Exercise 1

  1. Use the help function to explore what the series gold, woolyrnq and gas represent.
library(fpp2)
## Loading required package: ggplot2
## Loading required package: forecast
## Loading required package: fma
## Loading required package: expsmooth
help(gold)
help(woolyrnq)
help(gas)

Gold - Daily morning gold prices in US dollars for the period from 1 January 1985 to 31 March 1989.

Woolyrnq - Quarterly production of woollen yarn in Australia (tonnes) for the period from Mar 1965 to Sep 1994.

Gas - Australian monthly gas production for the period from 1956 to 1995.

  1. Use autoplot() to plot each of these in separate plots.
autoplot(gold) + ggtitle("Daily Morning Gold Prices In US Dollars (1 January 1985 – 31 March 1989)")

autoplot(woolyrnq) + ggtitle("Quarterly Production Of Woolen Yarn In Australia")

autoplot(gas) + ggtitle("Australian Monthly Gas Production: 1956 - 1995")

  1. What is the frequency of each series?

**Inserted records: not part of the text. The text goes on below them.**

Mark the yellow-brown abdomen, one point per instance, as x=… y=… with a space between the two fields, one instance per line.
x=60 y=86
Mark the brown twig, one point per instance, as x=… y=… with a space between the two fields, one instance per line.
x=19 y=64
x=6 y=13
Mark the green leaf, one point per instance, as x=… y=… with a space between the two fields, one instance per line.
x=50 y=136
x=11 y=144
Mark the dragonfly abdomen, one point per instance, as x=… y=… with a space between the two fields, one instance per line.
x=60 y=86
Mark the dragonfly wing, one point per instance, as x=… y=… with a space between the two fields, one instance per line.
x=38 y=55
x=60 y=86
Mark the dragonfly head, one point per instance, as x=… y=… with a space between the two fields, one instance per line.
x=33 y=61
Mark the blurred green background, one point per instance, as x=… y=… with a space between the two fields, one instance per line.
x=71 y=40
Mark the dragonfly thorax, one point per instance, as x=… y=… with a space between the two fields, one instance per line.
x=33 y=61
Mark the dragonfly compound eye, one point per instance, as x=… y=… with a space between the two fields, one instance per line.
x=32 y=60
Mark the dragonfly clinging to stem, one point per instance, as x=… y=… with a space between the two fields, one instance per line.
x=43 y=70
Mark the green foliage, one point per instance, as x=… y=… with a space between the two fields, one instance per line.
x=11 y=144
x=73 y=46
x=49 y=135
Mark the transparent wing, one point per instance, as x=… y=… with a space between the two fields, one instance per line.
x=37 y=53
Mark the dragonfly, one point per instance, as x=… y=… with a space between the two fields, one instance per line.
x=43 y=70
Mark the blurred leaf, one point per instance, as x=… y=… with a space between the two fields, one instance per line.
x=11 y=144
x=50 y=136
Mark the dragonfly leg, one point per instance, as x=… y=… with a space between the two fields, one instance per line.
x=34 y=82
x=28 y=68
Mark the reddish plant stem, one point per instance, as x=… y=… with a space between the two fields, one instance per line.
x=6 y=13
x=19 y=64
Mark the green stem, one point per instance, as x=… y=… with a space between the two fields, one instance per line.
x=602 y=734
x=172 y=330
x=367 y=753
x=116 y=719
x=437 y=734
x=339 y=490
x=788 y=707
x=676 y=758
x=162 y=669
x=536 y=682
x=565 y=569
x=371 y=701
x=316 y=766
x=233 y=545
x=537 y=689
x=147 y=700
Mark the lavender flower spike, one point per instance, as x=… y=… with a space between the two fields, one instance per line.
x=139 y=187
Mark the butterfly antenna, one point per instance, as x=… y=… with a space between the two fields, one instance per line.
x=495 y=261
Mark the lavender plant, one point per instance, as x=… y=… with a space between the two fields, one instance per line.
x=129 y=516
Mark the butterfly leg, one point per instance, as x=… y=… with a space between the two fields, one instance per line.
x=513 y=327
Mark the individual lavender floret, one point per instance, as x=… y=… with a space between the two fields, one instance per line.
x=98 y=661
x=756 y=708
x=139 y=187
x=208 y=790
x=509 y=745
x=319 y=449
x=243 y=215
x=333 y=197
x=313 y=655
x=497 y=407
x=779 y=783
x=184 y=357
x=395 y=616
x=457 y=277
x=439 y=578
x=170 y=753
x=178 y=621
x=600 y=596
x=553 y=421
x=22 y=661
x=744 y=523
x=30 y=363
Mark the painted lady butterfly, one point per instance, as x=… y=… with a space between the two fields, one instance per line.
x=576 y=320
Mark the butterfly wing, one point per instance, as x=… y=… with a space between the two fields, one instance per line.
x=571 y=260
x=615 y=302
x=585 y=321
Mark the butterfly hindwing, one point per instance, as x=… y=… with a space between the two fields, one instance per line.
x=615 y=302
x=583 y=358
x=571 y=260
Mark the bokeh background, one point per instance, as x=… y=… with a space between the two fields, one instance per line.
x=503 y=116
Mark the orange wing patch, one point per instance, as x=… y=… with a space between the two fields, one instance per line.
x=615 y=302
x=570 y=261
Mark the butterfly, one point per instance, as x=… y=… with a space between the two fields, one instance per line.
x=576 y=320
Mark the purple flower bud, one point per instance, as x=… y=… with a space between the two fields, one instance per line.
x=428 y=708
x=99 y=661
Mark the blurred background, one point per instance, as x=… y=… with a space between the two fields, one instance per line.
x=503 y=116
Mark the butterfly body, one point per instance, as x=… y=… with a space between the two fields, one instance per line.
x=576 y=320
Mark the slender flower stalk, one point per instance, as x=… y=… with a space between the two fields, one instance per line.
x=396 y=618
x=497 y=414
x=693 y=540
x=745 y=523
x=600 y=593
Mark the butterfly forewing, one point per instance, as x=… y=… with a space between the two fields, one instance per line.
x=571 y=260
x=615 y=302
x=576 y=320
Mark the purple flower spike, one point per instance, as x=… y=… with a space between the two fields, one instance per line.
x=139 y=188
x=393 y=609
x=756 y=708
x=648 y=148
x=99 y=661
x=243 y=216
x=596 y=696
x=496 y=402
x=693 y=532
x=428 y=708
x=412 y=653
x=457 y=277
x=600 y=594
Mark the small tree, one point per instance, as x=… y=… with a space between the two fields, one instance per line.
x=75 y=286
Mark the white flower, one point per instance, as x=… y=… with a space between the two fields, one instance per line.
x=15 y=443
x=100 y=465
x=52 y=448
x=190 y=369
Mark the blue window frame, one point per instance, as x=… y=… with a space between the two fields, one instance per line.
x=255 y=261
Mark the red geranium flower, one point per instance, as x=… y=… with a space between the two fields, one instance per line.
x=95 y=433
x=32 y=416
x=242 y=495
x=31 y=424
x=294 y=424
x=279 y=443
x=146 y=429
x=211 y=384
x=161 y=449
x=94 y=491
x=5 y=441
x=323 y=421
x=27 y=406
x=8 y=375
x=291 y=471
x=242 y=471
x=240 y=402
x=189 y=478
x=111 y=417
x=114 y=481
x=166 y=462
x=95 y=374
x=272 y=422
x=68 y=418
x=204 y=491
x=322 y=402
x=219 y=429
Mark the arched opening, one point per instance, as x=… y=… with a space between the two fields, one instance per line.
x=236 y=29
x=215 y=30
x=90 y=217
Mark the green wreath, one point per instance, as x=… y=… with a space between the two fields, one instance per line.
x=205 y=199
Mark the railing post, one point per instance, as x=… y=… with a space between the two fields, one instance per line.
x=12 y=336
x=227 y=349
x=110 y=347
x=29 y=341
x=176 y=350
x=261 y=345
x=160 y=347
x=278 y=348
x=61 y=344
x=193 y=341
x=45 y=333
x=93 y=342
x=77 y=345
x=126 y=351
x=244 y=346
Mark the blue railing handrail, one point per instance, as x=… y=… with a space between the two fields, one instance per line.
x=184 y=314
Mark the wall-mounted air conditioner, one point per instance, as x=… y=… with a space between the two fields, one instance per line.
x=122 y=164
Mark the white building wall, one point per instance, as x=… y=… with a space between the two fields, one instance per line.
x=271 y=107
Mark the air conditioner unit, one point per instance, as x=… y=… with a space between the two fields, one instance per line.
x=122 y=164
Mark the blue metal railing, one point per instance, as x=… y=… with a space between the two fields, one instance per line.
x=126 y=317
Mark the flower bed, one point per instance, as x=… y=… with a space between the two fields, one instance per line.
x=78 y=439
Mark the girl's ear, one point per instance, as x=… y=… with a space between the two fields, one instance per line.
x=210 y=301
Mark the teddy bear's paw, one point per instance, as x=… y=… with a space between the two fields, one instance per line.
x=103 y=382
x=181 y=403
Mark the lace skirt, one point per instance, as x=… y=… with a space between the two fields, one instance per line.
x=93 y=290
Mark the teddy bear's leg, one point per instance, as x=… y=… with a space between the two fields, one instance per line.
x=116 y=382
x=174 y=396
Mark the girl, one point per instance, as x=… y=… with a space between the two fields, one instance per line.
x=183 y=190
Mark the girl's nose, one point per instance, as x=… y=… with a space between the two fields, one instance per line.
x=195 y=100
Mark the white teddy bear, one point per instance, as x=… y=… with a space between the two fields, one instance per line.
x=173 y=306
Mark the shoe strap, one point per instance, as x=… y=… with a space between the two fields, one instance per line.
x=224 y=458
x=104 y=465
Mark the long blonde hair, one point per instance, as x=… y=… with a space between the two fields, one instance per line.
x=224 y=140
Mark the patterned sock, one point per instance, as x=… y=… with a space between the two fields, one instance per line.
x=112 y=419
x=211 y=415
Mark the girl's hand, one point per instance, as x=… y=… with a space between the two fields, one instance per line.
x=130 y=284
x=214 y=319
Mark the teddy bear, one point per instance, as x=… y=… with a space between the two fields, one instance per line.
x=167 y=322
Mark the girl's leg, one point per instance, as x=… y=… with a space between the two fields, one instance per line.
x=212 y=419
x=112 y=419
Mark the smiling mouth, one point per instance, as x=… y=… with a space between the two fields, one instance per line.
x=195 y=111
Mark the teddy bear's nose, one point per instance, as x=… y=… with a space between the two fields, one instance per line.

Hint: apply the frequency() function.
frequency(gold)
## [1] 1
frequency(woolyrnq)
## [1] 4
frequency(gas)
## [1] 12

The “frequency” is the number of observations before the seasonal pattern repeats.

The frequency of gold series is 1 (annual)

The frequency of woolyrnq is 4 (quaterly)

The frequency of gas is 12 (monthly)

  1. Use which.max() to spot the outlier in the gold series. Which observation was it?
which.max(gold)
## [1] 770

Observation number 770 has an outlier in Gold series.

Exercise 2

  1. Download some monthly Australian retail data from the book website. These represent retail sales in various categories for different Australian states, and are stored in a MS-Excel file.
  1. You can read the data into R with the following script:
retaildata <- readxl::read_excel("retail.xlsx", skip=1)

The second argument (skip=1) is required because the Excel sheet has two header rows.

  1. Select one of the time series as follows (but replace the column name with your own chosen column):
#  Turnover ;  New South Wales ;  Supermarket and grocery stores
myts <- ts(retaildata[,"A3349335T"],
frequency=12, start=c(1982,4))

Turnover of supermarket and grocery stores in New South Wales (column “A3349335T”“) was selected for further analysis.

  1. Explore your chosen retail time series using the following functions:

autoplot(), ggseasonplot(), ggsubseriesplot(), gglagplot(), ggAcf()

Can you spot any seasonality, cyclicity and trend? What do you learn about the series?

autoplot(myts) + ggtitle("Turnover Of Supermarket And Grocery Stores In New South Wales")

ggseasonplot(myts) + ggtitle("Turnover Of Supermarket And Grocery Stores In New South Wales")

ggsubseriesplot(myts) + ggtitle("Turnover Of Supermarket And Grocery Stores In New South Wales")

gglagplot(myts) + ggtitle("Turnover Of Supermarket And Grocery Stores In New South Wales")

ggAcf(myts, lag = 48) + ggtitle("Turnover Of Supermarket And Grocery Stores In New South Wales")

Turnover of supermarket and grocery stores shows a strong increasing trend. There is no evidence of any cyclic behaviour here, though perhaps the data only demonstrates a portion of the cycling.

It is clear that there is a large jump in sales in December each year which is possibly due to Christmas and New Year holidays. February and June shows the lowest turnover during the year.

The data have a trend, so the autocorrelations for small lags tend to be large and positive because observations nearby in time are also nearby in size. So the ACF of trended time series has positive values that slowly decrease as the lags increase. There is no seasonality in the data.

Overall turnover increasing over the years.